The floating download button
An important CTA we had was a floating button that users needed to click twice to get to the app stores. We changed it to a small single-click banner fixed at the bottom of the screen with a different CTA: “Earn more tickets! Get the app.”

Thanks to this test the absolute number of clicks the in button increased over 110%, reaching a conversion rate of 12% by the end of the following week. The number of clicks spiked at the beginning of the test (over 300% increase), but stabilized on a lower number because other CTAs we tested convert the users even sooner.

The home page banner
When a user finished their first daily donation, a banner was shown at the web app’s home page and we knew it had a lot of impressions. Since the banner’s content could be changed without coding, we decided to make it a download CTA and test which kind of copywriting speech could get us more clicks.

The first alternative tested said that users could get more tickets by downloading the app and it was surprisingly effective: the number of clicks in the CTA increased over 150%! In the following week we changed it to say that the app’s users usually donated more and felt better, but the number of clicks decreased back to the old numbers. We returned to the first one and the banner’s metrics rose again, reaching an average conversion rate of 18.5%.

The CTA in the first screen
In our research we found many products that had web apps with download CTAs for their mobile apps right at the beginning of their web experience. Following that lead we added a download button to the first screen users saw.

We were really careful with this test because we thought that maybe it could go wrong and the new users wouldn’t even want to start to use the platform.
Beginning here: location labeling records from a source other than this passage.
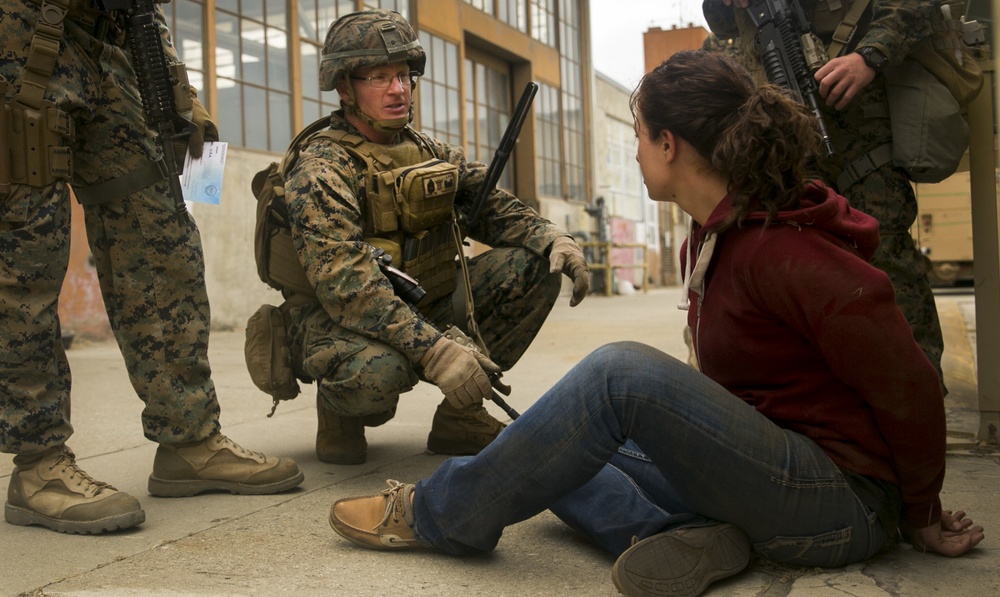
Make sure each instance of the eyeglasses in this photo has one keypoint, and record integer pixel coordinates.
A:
(382, 81)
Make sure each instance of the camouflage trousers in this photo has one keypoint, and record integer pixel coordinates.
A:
(513, 293)
(886, 194)
(149, 262)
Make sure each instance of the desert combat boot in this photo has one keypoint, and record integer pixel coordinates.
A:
(219, 464)
(50, 490)
(462, 431)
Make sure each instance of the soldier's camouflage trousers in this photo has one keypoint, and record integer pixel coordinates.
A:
(513, 292)
(149, 262)
(886, 194)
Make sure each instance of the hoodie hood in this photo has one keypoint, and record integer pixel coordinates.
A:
(822, 208)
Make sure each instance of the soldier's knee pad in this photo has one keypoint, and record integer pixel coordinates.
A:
(369, 380)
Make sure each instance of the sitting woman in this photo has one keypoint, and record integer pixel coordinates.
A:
(815, 431)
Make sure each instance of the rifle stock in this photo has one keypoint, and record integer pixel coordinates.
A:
(502, 152)
(782, 27)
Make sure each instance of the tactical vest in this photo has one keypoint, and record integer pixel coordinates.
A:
(407, 197)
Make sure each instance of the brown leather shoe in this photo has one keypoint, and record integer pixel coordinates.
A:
(219, 463)
(50, 490)
(461, 432)
(383, 521)
(340, 440)
(681, 562)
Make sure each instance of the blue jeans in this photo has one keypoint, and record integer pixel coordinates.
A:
(712, 458)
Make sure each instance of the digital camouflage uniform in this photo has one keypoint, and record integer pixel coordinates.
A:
(360, 340)
(894, 27)
(149, 261)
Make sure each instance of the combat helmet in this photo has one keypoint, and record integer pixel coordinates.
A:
(368, 38)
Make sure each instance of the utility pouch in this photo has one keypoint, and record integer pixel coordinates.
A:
(421, 195)
(277, 262)
(429, 256)
(929, 133)
(37, 142)
(268, 355)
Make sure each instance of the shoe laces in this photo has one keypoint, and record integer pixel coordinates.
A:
(66, 463)
(397, 506)
(235, 448)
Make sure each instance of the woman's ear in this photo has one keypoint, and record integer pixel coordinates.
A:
(668, 143)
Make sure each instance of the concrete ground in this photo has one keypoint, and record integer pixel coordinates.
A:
(219, 544)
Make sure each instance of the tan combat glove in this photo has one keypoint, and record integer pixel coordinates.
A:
(460, 372)
(206, 130)
(565, 256)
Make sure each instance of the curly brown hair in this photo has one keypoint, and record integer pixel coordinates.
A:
(757, 137)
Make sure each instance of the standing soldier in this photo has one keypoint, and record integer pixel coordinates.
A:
(856, 114)
(364, 345)
(73, 117)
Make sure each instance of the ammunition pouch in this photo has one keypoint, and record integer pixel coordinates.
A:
(268, 353)
(34, 143)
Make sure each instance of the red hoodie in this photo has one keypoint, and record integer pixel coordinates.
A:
(794, 320)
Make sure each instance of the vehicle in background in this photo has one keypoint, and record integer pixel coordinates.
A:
(943, 229)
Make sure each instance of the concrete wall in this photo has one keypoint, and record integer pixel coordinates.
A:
(234, 290)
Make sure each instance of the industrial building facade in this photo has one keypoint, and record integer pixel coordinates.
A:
(256, 62)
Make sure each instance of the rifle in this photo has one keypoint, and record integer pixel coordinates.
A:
(408, 289)
(404, 286)
(502, 152)
(157, 81)
(790, 53)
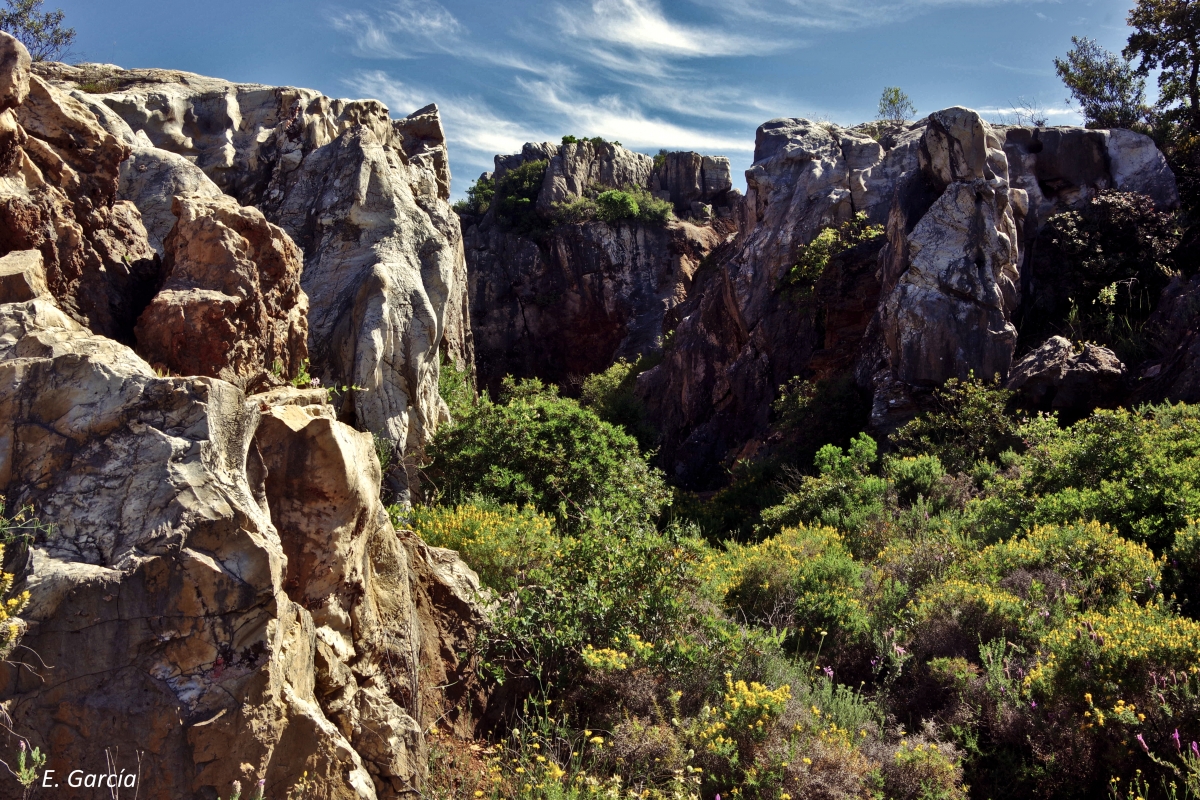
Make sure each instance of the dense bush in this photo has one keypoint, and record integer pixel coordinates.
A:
(539, 449)
(516, 197)
(1098, 272)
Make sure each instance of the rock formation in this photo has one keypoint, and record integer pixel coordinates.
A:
(232, 305)
(220, 594)
(568, 300)
(1056, 377)
(364, 196)
(931, 299)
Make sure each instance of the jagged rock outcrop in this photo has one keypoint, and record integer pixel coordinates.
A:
(221, 590)
(219, 594)
(364, 196)
(231, 306)
(569, 299)
(931, 299)
(1057, 377)
(58, 197)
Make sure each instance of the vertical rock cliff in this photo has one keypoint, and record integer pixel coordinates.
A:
(364, 196)
(568, 298)
(219, 593)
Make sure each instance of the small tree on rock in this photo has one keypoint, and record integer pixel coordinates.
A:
(895, 107)
(1105, 85)
(41, 32)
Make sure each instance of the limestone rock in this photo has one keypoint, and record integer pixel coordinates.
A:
(151, 179)
(60, 170)
(232, 305)
(387, 306)
(22, 276)
(688, 178)
(221, 589)
(1057, 377)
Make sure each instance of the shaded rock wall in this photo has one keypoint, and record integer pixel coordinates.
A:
(930, 300)
(364, 196)
(568, 300)
(220, 594)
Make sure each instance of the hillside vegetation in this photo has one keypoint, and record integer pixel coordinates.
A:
(999, 607)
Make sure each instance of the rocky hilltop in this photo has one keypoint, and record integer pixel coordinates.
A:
(217, 593)
(565, 298)
(961, 204)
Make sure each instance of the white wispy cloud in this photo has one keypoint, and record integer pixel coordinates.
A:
(641, 25)
(400, 29)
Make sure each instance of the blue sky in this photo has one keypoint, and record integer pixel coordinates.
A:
(685, 74)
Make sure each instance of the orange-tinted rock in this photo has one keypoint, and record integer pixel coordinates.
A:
(232, 305)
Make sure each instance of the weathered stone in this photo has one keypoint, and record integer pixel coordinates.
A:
(387, 306)
(1059, 377)
(151, 179)
(232, 304)
(22, 276)
(221, 589)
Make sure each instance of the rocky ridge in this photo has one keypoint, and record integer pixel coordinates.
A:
(570, 299)
(934, 298)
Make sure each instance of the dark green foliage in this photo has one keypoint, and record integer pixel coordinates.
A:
(516, 197)
(534, 447)
(1137, 470)
(611, 395)
(631, 203)
(455, 388)
(41, 32)
(479, 197)
(815, 257)
(1098, 272)
(1105, 85)
(969, 423)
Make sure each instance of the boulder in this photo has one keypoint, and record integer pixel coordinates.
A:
(220, 594)
(58, 196)
(366, 199)
(1060, 377)
(22, 276)
(232, 305)
(689, 178)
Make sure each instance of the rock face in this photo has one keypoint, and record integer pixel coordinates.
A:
(364, 196)
(221, 590)
(1175, 373)
(1056, 377)
(220, 594)
(568, 300)
(931, 299)
(232, 305)
(58, 197)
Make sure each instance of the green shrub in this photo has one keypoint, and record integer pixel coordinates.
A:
(479, 197)
(815, 257)
(615, 205)
(539, 449)
(969, 423)
(1138, 471)
(516, 197)
(803, 579)
(502, 543)
(845, 495)
(611, 395)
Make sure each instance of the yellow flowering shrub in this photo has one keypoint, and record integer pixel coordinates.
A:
(1113, 653)
(501, 542)
(804, 579)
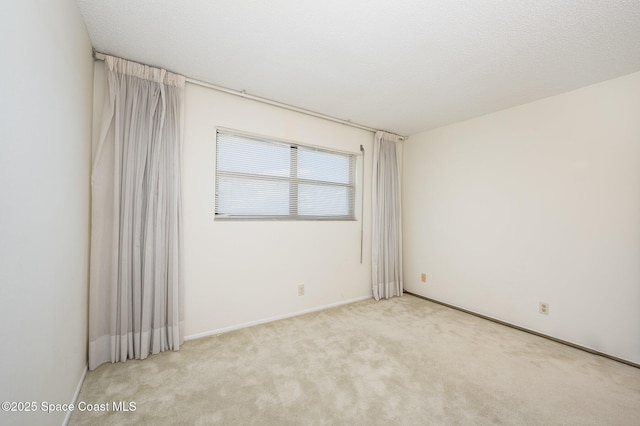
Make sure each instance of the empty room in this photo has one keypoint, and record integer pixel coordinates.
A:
(320, 213)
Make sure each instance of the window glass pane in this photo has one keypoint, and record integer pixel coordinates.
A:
(323, 166)
(242, 196)
(323, 200)
(252, 157)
But after a couple days, we found this test had the highest absolute number of clicks compared to all other tests! Even though most users still preferred the web app, the conversion rate for this button reached almost 25%.

What about real acquisition?
By the end of February the acquisitions had doubled and reached almost 300 downloads per day.

We were really happy with the results and learned a lot about the user’s behaviour, about effective copywriting speeches and about the general product usability. As further improvements we understood we could try to increase the stores’ conversion rate, refine successful tests and even propose validated feature hypotheses to the product team.